Y cuando la literatura se desplaza a ambientes marcianos esto puede ser también medio para percibir otros males, no resueltos aún en la actualidad global, como el racismo en sus muchos modos. Este nuevo mal señalado entre las líneas de la imaginación vibra en “Un camino a través del aire”, en Crónicas marcianas. Los negros del sur de Estados Unidos migran masivamente a Marte. Buscan la tolerancia en el Planeta Rojo, lo contrario de la discriminación racial que gruñe en la Tierra. Pero un blanco se empecina en detenerlos; les advierte que los cohetes se despedazarán en el espacio. Un muchacho negro, que finalmente consigue partir a su nuevo destino marciano, le pregunta a su ya ex patrón, Samuel Téece, que hará ahora en las noches. Alusión irónica a que si los negros se van ya no tendrá aliciente para participar de las reuniones clandestinas del Ku Klux Klan, agitando las antorchas del odio racial entre gritos y oscuridad. A Téece solo le quedará el consuelo de que, hasta el último momento, los ahora liberados en el camino a Marte, aún le decían “señor”.

La ficción en Bradbury convierte también las amenazas y males en procesos reflexivos. Y los males no son solo colectivos sino, a veces, íntimos vacíos, como el descubrimiento de la propia insignificancia, el fracaso de una vida carente de logros verdaderos. Esa toma de conciencia por la introspección puede ser consecuencia de circunstancias extremas. Una nave estalla en el espacio sideral. El metal antes duro se trueca en miles de pequeños fragmentos de un disperso fulgor. Un grupo de astronautas lograron eyectarse, pero ahora se desplazan, impotentes y aturdidos, en la fría inmensidad del cosmos. Flotan como diminutos huérfanos ingrávidos; pero la Tierra, que está cerca, los reclama de regreso por la fuerza gravitacional. Gracias a los transmisores en sus trajes espaciales intercambian palabras, en una conversación final.

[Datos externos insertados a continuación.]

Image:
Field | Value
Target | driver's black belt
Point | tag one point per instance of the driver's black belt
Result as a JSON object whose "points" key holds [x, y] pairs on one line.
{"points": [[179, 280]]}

Al saber cercano el desenlace, surgen pensamientos o confesiones, antes velados, en los labios resignados de Stone, Applegate, Hollis, y otros. Entonces, “todo el significado de la vida salta hecho añicos”, y al final, Hollis, se pregunta: “¿Puedo hacer algo para compensar una vida terrible y vacía? Si pudiera hacer algo para reparar la mezquindad de todos estos años, el absurdo del que ni siquiera me daba cuenta…”.

Lo que fue solo una vida dominada por el vacío, finalmente asumido, será paradójicamente luz, brillo magnético al ingresar en la atmósfera cual un veloz meteoro.

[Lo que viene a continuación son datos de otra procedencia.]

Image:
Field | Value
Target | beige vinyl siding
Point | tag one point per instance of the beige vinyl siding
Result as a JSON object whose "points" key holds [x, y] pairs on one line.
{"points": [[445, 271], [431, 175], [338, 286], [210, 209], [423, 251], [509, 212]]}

Entonces, un niño junto con su madre, ve esa luz en “el polvoriento cielo de Illinois”. Un niño de Illinois, acaso el propio Bradbury, siempre traduciendo por el cielo de la ficción y su simbolismo, amenazas y males del sapiens; del humano que, a veces, sueña con Marte.


(1)“Ray Bradbury, el hombre centenario”, Matías Carnevale coordinador, ciudad de Buenos Aires, ed. Catalpa, 2020, disponible en Amazon.